A Vítulo le sustituyó al frente de la comunidad mi otro hermano, Ervigio, que no obstante se quedó en Mena: desde allí dirigiría las cosas. Nadie más murió por aquel misterioso mal. Pero la pérdida de mi hermano, con su talento tranquilo y su capacidad de iniciativa, fue un daño irreparable para los colonos.

La muerte impidió a Vítulo conocer la noticia que en aquel mismo año conmovió al mundo entero: un ermitaño había descubierto en un lugar llamado Libredón la tumba del apóstol Santiago.
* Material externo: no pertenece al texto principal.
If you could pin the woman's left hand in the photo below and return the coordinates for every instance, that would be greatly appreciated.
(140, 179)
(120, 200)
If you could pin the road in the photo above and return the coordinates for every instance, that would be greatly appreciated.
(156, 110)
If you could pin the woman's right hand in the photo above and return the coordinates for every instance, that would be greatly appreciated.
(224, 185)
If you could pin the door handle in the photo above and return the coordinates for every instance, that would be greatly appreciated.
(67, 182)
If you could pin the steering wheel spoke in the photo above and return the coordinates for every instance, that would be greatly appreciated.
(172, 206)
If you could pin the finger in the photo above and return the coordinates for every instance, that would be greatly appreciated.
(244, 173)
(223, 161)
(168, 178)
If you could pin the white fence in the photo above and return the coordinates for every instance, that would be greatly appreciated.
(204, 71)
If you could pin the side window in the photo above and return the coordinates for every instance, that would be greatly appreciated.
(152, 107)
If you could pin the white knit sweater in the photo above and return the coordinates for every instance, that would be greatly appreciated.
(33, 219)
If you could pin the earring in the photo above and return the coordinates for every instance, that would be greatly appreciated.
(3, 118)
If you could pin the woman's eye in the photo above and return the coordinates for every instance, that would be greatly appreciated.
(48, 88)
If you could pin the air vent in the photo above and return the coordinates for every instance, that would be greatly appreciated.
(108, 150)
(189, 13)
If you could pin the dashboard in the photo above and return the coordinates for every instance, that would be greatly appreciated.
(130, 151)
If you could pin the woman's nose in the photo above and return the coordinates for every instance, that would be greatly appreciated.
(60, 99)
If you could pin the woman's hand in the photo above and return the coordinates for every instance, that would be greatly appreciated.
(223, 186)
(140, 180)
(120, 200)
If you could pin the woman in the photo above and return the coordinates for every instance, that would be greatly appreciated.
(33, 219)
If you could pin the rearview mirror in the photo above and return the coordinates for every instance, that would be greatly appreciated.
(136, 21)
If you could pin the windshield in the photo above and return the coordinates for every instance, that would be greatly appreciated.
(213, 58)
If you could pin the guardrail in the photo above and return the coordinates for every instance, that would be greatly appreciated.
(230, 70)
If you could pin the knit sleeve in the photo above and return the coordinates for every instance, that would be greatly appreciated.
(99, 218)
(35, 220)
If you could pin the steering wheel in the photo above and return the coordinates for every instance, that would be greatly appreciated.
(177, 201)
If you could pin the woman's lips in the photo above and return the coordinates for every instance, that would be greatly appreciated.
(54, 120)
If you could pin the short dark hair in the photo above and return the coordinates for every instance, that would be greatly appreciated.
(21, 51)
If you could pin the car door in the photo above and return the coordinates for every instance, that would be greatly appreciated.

El reino cristiano del norte daba un nuevo salto hacia una vida más plena y mejor.

24. Peregrinos de Santiago

Yo me enteré de lo de Santiago por un mensaje del obispo Adulfo. Oviedo había mandado emisarios a todas partes para dar razón del acontecimiento: en un remoto bosque gallego había aparecido la tumba del apóstol. El obispo de Iria, Teodomiro, refirió inmediatamente el hallazgo al rey Alfonso. Este, fiel a sí mismo, anunció enseguida una peregrinación personal al sagrado lugar. El rey acudiría allí con sus fieles. Por eso me convocaron. Como a todos los demás.

Partí a toda prisa hacia Oviedo. Otros fieles del rey acudieron desde el Campoo, Vizcaya, las Babias… En la capital nos reunimos todos, como ocurrió el día de la donación de la Cruz de los Ángeles. El obispo Adulfo había preparado bien las cosas: Alfonso iba a sancionar con su presencia el sensacional descubrimiento y eso exigía una comitiva tan solemne como fuera posible. De manera que, además de los fieles del rey, allí estaban también los principales obispos del reino, los condes de palacio y los magnates más próximos al monarca. Recién llegados, Adulfo nos convocó en la iglesia de San Tirso porque quería darnos detalles sobre el suceso.